最終的な金額設定は最後に調整するので、最初は仮設定で問題ありません。ポイントは、相場金額を参考に最初におおまかな金額設定をすることです。
3-2. バランスを考える
支給額の仮設定をしたら、役職ごとに金額の差が出るようにバランスを調整していきます。ポイントは、役職の最上位・最下位どちらかの支給額を先に決めてしまうことです。どちらか一方の金額を適切に設定することで、役職ごとの支給額の設定がしやすくなります。
金額のバランスが取れていないと、手当をつけても不平不満が出てくるかもしれません。
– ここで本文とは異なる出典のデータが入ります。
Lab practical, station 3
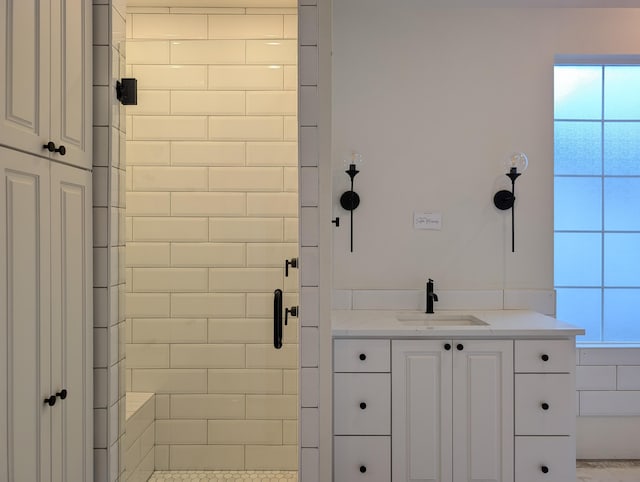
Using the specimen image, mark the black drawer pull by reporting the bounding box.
[44,395,57,406]
[359,402,367,410]
[57,389,68,400]
[456,343,464,351]
[359,465,367,473]
[359,353,366,361]
[444,343,451,351]
[541,465,549,474]
[541,354,549,362]
[541,402,549,410]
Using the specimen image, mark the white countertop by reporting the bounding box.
[332,309,585,338]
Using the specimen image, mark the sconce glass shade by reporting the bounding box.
[503,152,528,174]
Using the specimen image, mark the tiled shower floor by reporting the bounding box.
[149,471,297,482]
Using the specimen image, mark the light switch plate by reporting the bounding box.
[414,212,442,230]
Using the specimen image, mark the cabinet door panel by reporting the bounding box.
[50,0,91,169]
[0,149,51,482]
[0,0,50,156]
[453,340,513,482]
[50,162,92,482]
[392,340,452,482]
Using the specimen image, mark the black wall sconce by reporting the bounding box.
[339,153,362,252]
[493,152,528,252]
[116,78,138,105]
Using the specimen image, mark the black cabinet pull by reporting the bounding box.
[359,466,367,473]
[456,343,464,351]
[273,289,283,349]
[42,141,66,155]
[541,354,549,362]
[57,389,68,400]
[44,395,57,406]
[444,343,451,351]
[541,402,549,410]
[359,402,367,410]
[285,257,298,277]
[359,353,366,361]
[541,465,549,474]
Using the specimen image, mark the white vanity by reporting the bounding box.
[332,310,584,482]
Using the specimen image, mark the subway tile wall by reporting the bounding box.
[577,348,640,416]
[94,1,128,481]
[125,7,299,471]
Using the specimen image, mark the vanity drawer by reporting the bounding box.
[334,373,390,435]
[334,436,390,482]
[334,339,390,372]
[515,340,574,373]
[515,436,575,482]
[515,374,573,435]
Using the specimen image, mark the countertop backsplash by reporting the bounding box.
[333,289,556,316]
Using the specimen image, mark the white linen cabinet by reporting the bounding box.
[0,147,93,482]
[392,339,514,482]
[0,0,92,169]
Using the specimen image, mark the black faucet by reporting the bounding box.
[426,278,438,314]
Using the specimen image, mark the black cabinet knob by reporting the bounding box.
[541,402,549,410]
[359,353,366,361]
[541,354,549,362]
[456,344,464,351]
[359,402,367,410]
[44,395,57,406]
[42,141,66,155]
[444,343,451,351]
[57,389,68,400]
[541,465,549,474]
[359,465,367,473]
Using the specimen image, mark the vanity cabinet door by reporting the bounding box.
[392,339,513,482]
[452,340,514,482]
[392,340,453,482]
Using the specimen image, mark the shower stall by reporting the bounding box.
[123,4,299,479]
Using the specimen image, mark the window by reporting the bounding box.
[554,64,640,343]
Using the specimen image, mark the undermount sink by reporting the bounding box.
[395,312,488,326]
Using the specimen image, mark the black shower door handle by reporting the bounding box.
[274,289,283,349]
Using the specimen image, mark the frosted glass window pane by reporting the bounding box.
[554,177,601,231]
[556,288,601,342]
[603,289,640,341]
[604,234,640,286]
[604,66,640,120]
[604,178,640,231]
[554,233,601,286]
[554,66,602,120]
[554,121,602,175]
[603,122,640,175]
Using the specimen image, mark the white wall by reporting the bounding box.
[332,5,640,292]
[330,3,640,460]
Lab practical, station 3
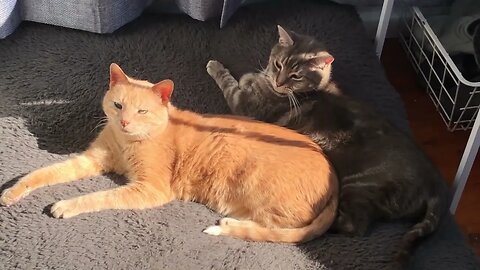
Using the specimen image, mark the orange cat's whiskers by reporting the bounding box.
[90,117,109,134]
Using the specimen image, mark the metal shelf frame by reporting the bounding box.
[373,0,480,214]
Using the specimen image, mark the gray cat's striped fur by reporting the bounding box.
[206,25,449,266]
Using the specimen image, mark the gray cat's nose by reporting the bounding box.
[276,75,287,87]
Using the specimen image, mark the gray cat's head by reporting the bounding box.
[266,25,334,95]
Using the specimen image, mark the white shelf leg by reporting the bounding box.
[375,0,395,58]
[450,111,480,214]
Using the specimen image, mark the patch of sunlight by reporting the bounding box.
[20,99,71,106]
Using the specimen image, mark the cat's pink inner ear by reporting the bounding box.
[152,80,174,103]
[109,63,129,87]
[311,55,334,69]
[325,56,334,65]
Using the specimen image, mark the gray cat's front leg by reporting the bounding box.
[206,60,243,113]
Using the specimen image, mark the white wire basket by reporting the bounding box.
[400,6,480,131]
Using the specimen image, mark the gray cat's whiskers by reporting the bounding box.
[291,93,302,124]
[256,60,266,73]
[287,91,301,124]
[286,92,294,121]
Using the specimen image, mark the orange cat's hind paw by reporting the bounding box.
[203,225,224,236]
[0,187,29,206]
[203,218,242,236]
[219,217,241,226]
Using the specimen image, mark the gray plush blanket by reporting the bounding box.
[0,1,478,269]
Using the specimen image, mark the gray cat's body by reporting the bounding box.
[206,26,449,266]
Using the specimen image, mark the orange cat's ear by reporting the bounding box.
[109,63,129,88]
[152,79,174,103]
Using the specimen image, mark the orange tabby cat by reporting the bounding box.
[0,64,338,243]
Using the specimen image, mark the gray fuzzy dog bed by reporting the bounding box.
[0,1,478,269]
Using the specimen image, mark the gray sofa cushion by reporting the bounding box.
[0,1,22,38]
[0,0,455,39]
[0,0,151,38]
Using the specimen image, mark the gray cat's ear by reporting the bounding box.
[109,63,129,88]
[277,25,294,47]
[310,54,334,69]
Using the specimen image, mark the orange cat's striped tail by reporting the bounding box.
[203,197,337,243]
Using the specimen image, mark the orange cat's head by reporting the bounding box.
[102,63,174,140]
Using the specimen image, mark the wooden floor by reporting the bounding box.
[381,39,480,255]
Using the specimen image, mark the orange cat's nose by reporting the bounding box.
[120,119,129,128]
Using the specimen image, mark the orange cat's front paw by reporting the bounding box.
[0,185,31,206]
[51,199,83,219]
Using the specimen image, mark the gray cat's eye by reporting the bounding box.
[114,102,122,110]
[138,109,148,114]
[290,73,302,80]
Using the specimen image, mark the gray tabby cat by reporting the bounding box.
[206,25,449,266]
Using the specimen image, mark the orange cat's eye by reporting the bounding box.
[114,102,122,110]
[138,109,148,114]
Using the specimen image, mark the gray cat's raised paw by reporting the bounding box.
[206,60,226,77]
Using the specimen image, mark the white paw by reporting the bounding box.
[51,199,81,219]
[203,225,223,236]
[206,60,225,76]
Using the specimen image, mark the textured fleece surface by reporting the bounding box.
[0,1,478,269]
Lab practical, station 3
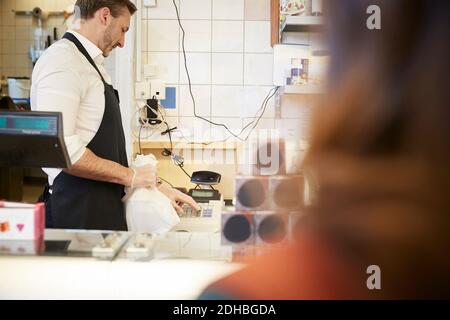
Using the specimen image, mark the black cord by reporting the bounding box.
[158,107,192,180]
[159,177,174,188]
[178,163,192,180]
[173,0,278,142]
[138,124,143,154]
[157,107,174,152]
[240,87,278,135]
[243,87,280,140]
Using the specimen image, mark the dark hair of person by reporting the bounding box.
[75,0,137,19]
[302,0,450,298]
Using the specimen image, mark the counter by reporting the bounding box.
[0,229,244,300]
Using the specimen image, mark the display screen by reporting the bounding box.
[192,190,214,198]
[14,118,51,130]
[0,115,57,136]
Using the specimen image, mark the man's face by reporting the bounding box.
[101,9,131,57]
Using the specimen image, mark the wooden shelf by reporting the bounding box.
[282,16,324,33]
[282,85,326,95]
[134,140,242,152]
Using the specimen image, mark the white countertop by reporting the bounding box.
[0,229,244,300]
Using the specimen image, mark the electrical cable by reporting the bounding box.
[156,104,193,180]
[138,124,143,154]
[158,177,174,188]
[172,0,279,142]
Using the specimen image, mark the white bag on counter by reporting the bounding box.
[123,154,180,234]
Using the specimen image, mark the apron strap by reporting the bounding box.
[63,32,106,83]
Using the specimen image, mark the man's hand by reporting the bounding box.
[158,184,201,215]
[128,164,157,188]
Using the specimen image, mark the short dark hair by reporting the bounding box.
[75,0,137,19]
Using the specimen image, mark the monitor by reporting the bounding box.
[0,111,71,168]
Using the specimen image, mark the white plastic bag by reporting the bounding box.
[123,154,180,234]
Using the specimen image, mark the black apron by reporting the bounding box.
[39,33,128,231]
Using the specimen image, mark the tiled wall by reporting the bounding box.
[0,0,73,83]
[141,0,316,151]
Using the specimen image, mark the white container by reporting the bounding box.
[7,77,31,100]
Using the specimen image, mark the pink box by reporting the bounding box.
[0,202,45,240]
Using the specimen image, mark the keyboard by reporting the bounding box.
[173,200,223,232]
[180,203,214,218]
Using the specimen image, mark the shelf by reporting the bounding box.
[134,140,242,152]
[282,16,324,33]
[282,85,326,95]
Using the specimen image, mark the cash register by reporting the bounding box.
[0,111,71,168]
[173,171,224,232]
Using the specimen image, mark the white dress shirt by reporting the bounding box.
[31,30,112,186]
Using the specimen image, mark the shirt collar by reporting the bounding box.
[67,30,104,64]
特に、最上位の役職の手当が異常に高いと、それ以降の役職のやる気がなくなってしまう可能性があります。役職についている従業員のやる気が下がると、その部署の業績にも悪影響を及ぼします。
せっかく役職手当をつけるのですから、バランスが悪くならないよう、仮決定で慎重に進めていくのがよいでしょう。
4. 役職手当を決める際の注意点
役職手当を決める際の注意点は以下の2つです。
- 就業規則に記載しなければいけない
- 役職手当は基本的に減額できない
ここでは、それぞれの注意点を具体的に解説します。
4-1. 就業規則に記載しなければいけない
役職手当は「賃金」として支給するため、具体的な役職名や手当の定義などを就業規則に明記する必要があります。これは、労働基準法で定められており、企業の義務となっているので注意してください。
また、すでに明記をしていても、役職名の変更や追加など記載内容を変更する場合は、所轄の労働基準監督署長へ届出なければいけません。
就業規則に明記するのは面倒かもしれませんが、企業側には「役職に就けば給与がいくら昇給するのか明確になることで従業員の動機づけになる」、「新しい役職に対して手当を支給する場合スピーディーに対応できる」などのメリットが得られます。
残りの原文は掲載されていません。